Newland NPT is committed to upholding the highest standards of security across our products and services. Our vulnerability management procedure is designed to systematically identify, assess, and mitigate potential vulnerabilities within our products. We encourage responsible disclosure of suspected vulnerabilities by security researchers, industry peers, customers, and partners to ensure timely resolution and ongoing protection of our products and services.

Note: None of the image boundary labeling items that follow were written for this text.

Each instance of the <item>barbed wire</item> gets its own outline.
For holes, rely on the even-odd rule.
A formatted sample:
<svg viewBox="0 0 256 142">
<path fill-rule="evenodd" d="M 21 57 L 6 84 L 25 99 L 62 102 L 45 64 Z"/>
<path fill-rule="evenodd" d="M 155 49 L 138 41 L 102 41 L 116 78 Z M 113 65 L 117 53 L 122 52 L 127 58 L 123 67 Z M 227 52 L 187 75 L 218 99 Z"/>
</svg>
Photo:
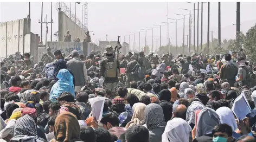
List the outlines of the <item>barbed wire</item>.
<svg viewBox="0 0 256 142">
<path fill-rule="evenodd" d="M 71 10 L 70 10 L 68 6 L 67 6 L 65 3 L 63 3 L 63 2 L 57 3 L 57 4 L 56 4 L 56 10 L 57 10 L 57 11 L 59 11 L 59 9 L 60 8 L 60 4 L 61 4 L 61 11 L 63 12 L 64 14 L 66 15 L 67 15 L 67 16 L 68 16 L 70 19 L 71 19 L 71 20 L 73 21 L 73 22 L 76 23 L 76 24 L 80 28 L 81 28 L 84 31 L 85 31 L 85 32 L 88 31 L 88 29 L 87 29 L 87 28 L 85 27 L 84 24 L 82 24 L 79 18 L 78 18 L 77 17 L 75 17 L 75 15 L 71 12 Z M 83 15 L 82 15 L 82 16 L 83 16 Z"/>
</svg>

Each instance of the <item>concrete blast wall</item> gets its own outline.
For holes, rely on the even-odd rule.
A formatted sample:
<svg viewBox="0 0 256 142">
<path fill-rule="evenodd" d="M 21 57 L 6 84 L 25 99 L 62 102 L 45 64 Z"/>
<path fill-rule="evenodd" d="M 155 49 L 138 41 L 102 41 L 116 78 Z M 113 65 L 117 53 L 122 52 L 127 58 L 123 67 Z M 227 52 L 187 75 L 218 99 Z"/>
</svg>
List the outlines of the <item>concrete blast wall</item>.
<svg viewBox="0 0 256 142">
<path fill-rule="evenodd" d="M 0 56 L 6 57 L 16 51 L 22 55 L 25 51 L 30 51 L 30 47 L 24 44 L 25 35 L 30 32 L 30 19 L 23 18 L 1 23 Z"/>
<path fill-rule="evenodd" d="M 84 54 L 85 56 L 88 56 L 92 50 L 102 51 L 102 48 L 97 45 L 86 42 L 47 42 L 46 47 L 49 47 L 53 52 L 60 50 L 62 54 L 65 54 L 66 56 L 69 55 L 74 50 L 78 50 L 79 55 Z M 39 48 L 38 61 L 41 61 L 43 53 L 46 53 L 46 48 Z"/>
<path fill-rule="evenodd" d="M 64 35 L 67 30 L 71 35 L 71 41 L 79 37 L 81 41 L 84 40 L 85 31 L 75 22 L 62 12 L 59 12 L 59 41 L 63 41 Z"/>
</svg>

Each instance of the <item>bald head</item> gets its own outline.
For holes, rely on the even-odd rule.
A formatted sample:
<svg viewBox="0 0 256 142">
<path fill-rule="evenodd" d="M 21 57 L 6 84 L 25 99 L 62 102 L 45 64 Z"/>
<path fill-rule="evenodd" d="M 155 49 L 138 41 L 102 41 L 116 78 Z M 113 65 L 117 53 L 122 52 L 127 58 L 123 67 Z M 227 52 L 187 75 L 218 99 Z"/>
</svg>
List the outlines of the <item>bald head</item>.
<svg viewBox="0 0 256 142">
<path fill-rule="evenodd" d="M 186 120 L 187 107 L 184 105 L 178 105 L 175 111 L 174 112 L 174 115 L 176 118 L 180 118 Z"/>
</svg>

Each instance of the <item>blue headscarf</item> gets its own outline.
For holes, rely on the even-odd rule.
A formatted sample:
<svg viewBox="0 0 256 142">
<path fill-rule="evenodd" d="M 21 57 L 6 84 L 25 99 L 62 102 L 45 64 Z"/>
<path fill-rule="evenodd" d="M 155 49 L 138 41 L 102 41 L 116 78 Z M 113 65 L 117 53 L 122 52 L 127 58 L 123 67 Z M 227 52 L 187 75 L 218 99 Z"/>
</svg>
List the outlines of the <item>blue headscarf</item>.
<svg viewBox="0 0 256 142">
<path fill-rule="evenodd" d="M 54 81 L 56 82 L 57 81 L 58 79 L 57 78 L 57 75 L 58 74 L 59 72 L 61 69 L 67 69 L 68 67 L 67 66 L 67 63 L 66 62 L 65 60 L 62 59 L 59 59 L 55 63 L 54 63 L 54 70 L 53 71 L 54 73 Z"/>
<path fill-rule="evenodd" d="M 57 75 L 58 81 L 50 91 L 50 100 L 56 99 L 63 92 L 69 92 L 75 96 L 73 79 L 74 77 L 67 69 L 61 69 Z"/>
</svg>

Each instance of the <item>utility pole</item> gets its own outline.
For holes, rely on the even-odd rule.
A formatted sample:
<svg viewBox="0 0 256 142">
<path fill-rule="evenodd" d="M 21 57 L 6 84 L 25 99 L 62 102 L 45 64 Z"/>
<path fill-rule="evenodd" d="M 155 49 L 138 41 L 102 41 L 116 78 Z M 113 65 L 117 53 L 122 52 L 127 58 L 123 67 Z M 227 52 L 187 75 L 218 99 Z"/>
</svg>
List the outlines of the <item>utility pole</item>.
<svg viewBox="0 0 256 142">
<path fill-rule="evenodd" d="M 41 21 L 43 21 L 43 2 L 42 2 L 42 8 L 41 10 Z M 41 23 L 41 37 L 40 37 L 40 43 L 43 44 L 43 23 Z"/>
<path fill-rule="evenodd" d="M 162 44 L 161 44 L 161 26 L 163 25 L 153 25 L 159 26 L 159 28 L 160 28 L 160 46 L 159 47 L 161 47 L 161 46 L 162 46 Z"/>
<path fill-rule="evenodd" d="M 240 48 L 240 2 L 236 2 L 236 48 Z"/>
<path fill-rule="evenodd" d="M 179 14 L 174 14 L 175 15 L 183 16 L 183 54 L 185 50 L 185 16 L 190 15 L 183 15 Z"/>
<path fill-rule="evenodd" d="M 28 2 L 28 17 L 30 18 L 30 2 Z"/>
<path fill-rule="evenodd" d="M 177 54 L 177 20 L 182 20 L 182 18 L 180 19 L 174 19 L 174 18 L 168 18 L 170 20 L 175 20 L 175 47 L 176 48 L 176 54 Z"/>
<path fill-rule="evenodd" d="M 140 48 L 140 31 L 135 31 L 136 32 L 139 32 L 139 51 Z"/>
<path fill-rule="evenodd" d="M 39 23 L 41 23 L 41 24 L 42 24 L 43 23 L 44 24 L 46 24 L 46 42 L 47 42 L 47 34 L 48 34 L 48 23 L 53 23 L 53 20 L 51 19 L 51 21 L 50 22 L 47 22 L 47 15 L 46 15 L 46 20 L 44 21 L 44 19 L 43 20 L 43 22 L 42 21 L 41 21 L 39 20 Z"/>
<path fill-rule="evenodd" d="M 156 39 L 156 53 L 157 53 L 157 46 L 158 46 L 158 45 L 157 45 L 157 41 L 158 41 L 158 40 L 157 40 L 157 39 Z"/>
<path fill-rule="evenodd" d="M 212 49 L 213 48 L 213 31 L 215 31 L 215 30 L 211 30 L 210 31 L 210 32 L 212 32 Z"/>
<path fill-rule="evenodd" d="M 53 2 L 50 2 L 50 21 L 53 21 Z M 53 23 L 52 22 L 50 23 L 50 41 L 53 41 Z"/>
<path fill-rule="evenodd" d="M 170 23 L 174 23 L 174 22 L 162 22 L 164 23 L 168 24 L 168 48 L 169 48 L 169 52 L 170 51 Z"/>
<path fill-rule="evenodd" d="M 145 48 L 146 48 L 146 30 L 149 29 L 142 29 L 143 30 L 145 30 Z"/>
<path fill-rule="evenodd" d="M 207 51 L 209 51 L 210 49 L 210 2 L 208 2 L 207 20 Z"/>
<path fill-rule="evenodd" d="M 199 2 L 197 3 L 197 9 L 199 9 Z M 199 10 L 197 10 L 197 51 L 199 48 Z"/>
<path fill-rule="evenodd" d="M 219 2 L 218 4 L 218 41 L 219 41 L 219 46 L 221 47 L 221 18 L 220 18 L 220 14 L 221 14 L 221 10 L 220 10 L 220 2 Z"/>
<path fill-rule="evenodd" d="M 187 3 L 193 3 L 194 4 L 194 51 L 195 51 L 195 10 L 196 10 L 195 9 L 195 4 L 197 3 L 191 3 L 191 2 L 187 2 Z"/>
</svg>

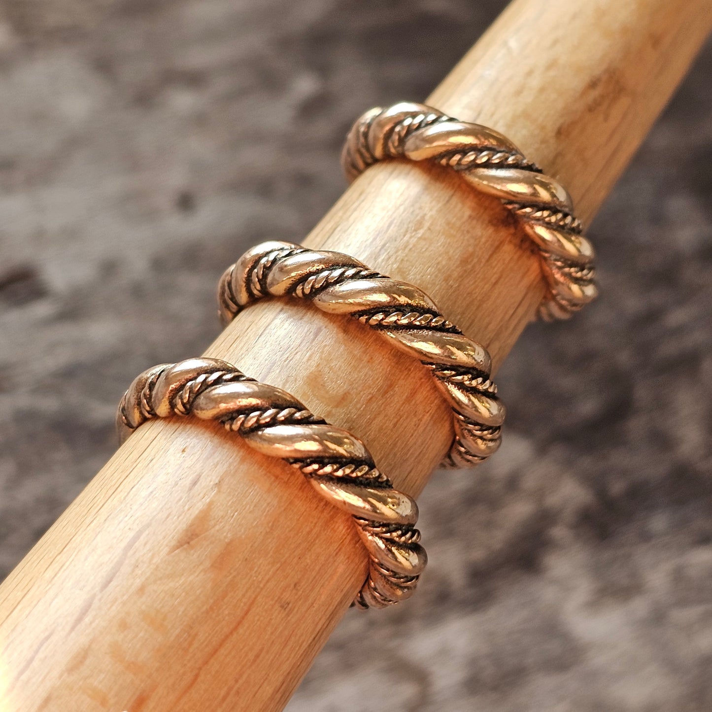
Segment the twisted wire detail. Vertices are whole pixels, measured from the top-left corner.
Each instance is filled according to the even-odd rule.
[[[354,600],[382,608],[412,595],[427,557],[414,500],[393,488],[365,446],[311,413],[293,396],[217,359],[160,364],[131,384],[119,405],[123,441],[152,418],[192,415],[222,423],[251,447],[299,469],[324,498],[350,513],[369,554]]]
[[[594,250],[563,186],[492,129],[458,121],[424,104],[404,102],[363,114],[347,137],[342,164],[353,180],[389,158],[430,160],[457,171],[499,198],[541,256],[548,293],[540,318],[566,319],[595,298]]]
[[[226,270],[218,286],[219,314],[227,323],[259,299],[286,295],[354,317],[430,370],[454,412],[446,466],[477,464],[496,451],[505,408],[489,377],[489,355],[421,290],[347,255],[272,241]]]

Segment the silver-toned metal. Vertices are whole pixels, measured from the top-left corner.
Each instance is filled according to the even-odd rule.
[[[473,187],[499,198],[520,219],[541,254],[548,286],[540,318],[568,318],[595,298],[593,246],[573,214],[570,196],[501,134],[424,104],[376,107],[354,124],[342,162],[353,180],[388,158],[435,161],[452,168]]]
[[[354,605],[383,608],[413,595],[427,562],[414,528],[418,506],[393,488],[357,438],[286,391],[218,359],[160,364],[142,373],[119,405],[121,441],[147,420],[172,415],[221,422],[251,447],[299,469],[323,497],[353,517],[370,556],[368,578]]]
[[[271,241],[248,250],[223,274],[221,318],[227,323],[258,299],[283,295],[356,318],[431,370],[453,409],[455,437],[446,466],[471,466],[499,447],[505,408],[489,377],[489,354],[424,292],[347,255]]]

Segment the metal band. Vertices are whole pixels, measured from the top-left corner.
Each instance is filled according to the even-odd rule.
[[[223,274],[220,316],[226,323],[258,299],[283,295],[355,317],[431,370],[453,409],[455,438],[446,466],[476,464],[499,447],[505,408],[490,380],[489,354],[424,292],[347,255],[271,241],[248,250]]]
[[[387,158],[436,161],[453,168],[519,219],[539,249],[548,286],[540,318],[567,319],[595,298],[594,250],[573,215],[571,197],[501,134],[424,104],[376,107],[354,124],[342,163],[353,180]]]
[[[352,515],[370,560],[354,605],[383,608],[412,595],[427,562],[414,526],[418,506],[393,488],[360,440],[217,359],[144,371],[119,405],[121,441],[147,420],[172,415],[219,421],[251,447],[300,470],[323,497]]]

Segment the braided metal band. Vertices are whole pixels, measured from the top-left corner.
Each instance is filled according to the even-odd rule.
[[[540,318],[568,318],[595,298],[593,247],[573,215],[571,197],[501,134],[424,104],[376,107],[354,124],[342,162],[353,180],[387,158],[436,161],[453,168],[478,190],[499,198],[520,219],[539,249],[548,286]]]
[[[220,316],[226,323],[260,298],[287,295],[356,318],[431,370],[454,412],[446,466],[476,464],[499,447],[505,408],[489,378],[489,354],[424,292],[347,255],[271,241],[248,250],[223,274]]]
[[[119,405],[122,442],[151,418],[216,420],[265,455],[300,470],[354,518],[368,550],[368,578],[354,605],[383,608],[412,595],[427,561],[414,500],[393,488],[357,438],[329,425],[293,396],[217,359],[161,364],[142,373]]]

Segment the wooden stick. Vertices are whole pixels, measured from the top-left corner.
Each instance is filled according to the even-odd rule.
[[[508,136],[589,219],[711,26],[708,0],[517,0],[429,102]],[[543,292],[506,211],[444,169],[369,169],[306,242],[424,288],[496,364]],[[303,303],[255,306],[206,354],[358,434],[411,493],[450,440],[424,369]],[[281,709],[365,570],[349,518],[290,468],[149,423],[0,589],[2,708]]]

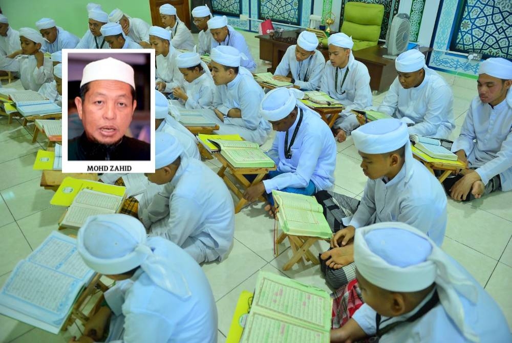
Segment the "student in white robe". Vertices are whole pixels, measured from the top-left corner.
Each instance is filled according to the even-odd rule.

This commitment is reflected in our Security Maintenance Cycle (NSMC), as summarized below. The NSMC is applied annually to all products or triggered immediately upon discovery of critical vulnerabilities, whether through internal vulnerability assessments or external sources like hardware vendors. Task 1 to Task 4 are mandated to be completed within four weeks of detecting vulnerabilities, with Task 5 dependent on Software development (SW) team planning tailored to the criticality of identified vulnerabilities.

For CRITICAL vulnerabilities, an expedited procedure is implemented where Task 1 to Task 3 are combined, with responsibility shared between the Security and Software Development teams. Task 4 (Disclosure and Advisory) may be postponed for security reasons until Task 5 (Software Update and Release) is complete.

NSMC PROCESS

Task 1: Vulnerability Detection

Expected duration: 7 days

Vulnerability detection channels:

• Regularly check public resources for publicly reported vulnerabilities.

• Proactively liaise with hardware vendors to obtain information about vulnerabilities and mitigation paths.

• Receive private notifications from partners, customers, etc.

Periodic assessments include the execution of the following tasks:

• Vulnerability surveys from all sources¹, such as NVD.

• Vulnerability assessment testing²

Note: Users can report vulnerability issues through our email (newland.es@newlandnpt.com). Upon receiving a report, we will acknowledge receipt within 7 days.

Task 2: Classification

Expected duration: 3 days

Newland defines security vulnerabilities according to their criticality and categorizes them into three main levels: low, medium, and critical.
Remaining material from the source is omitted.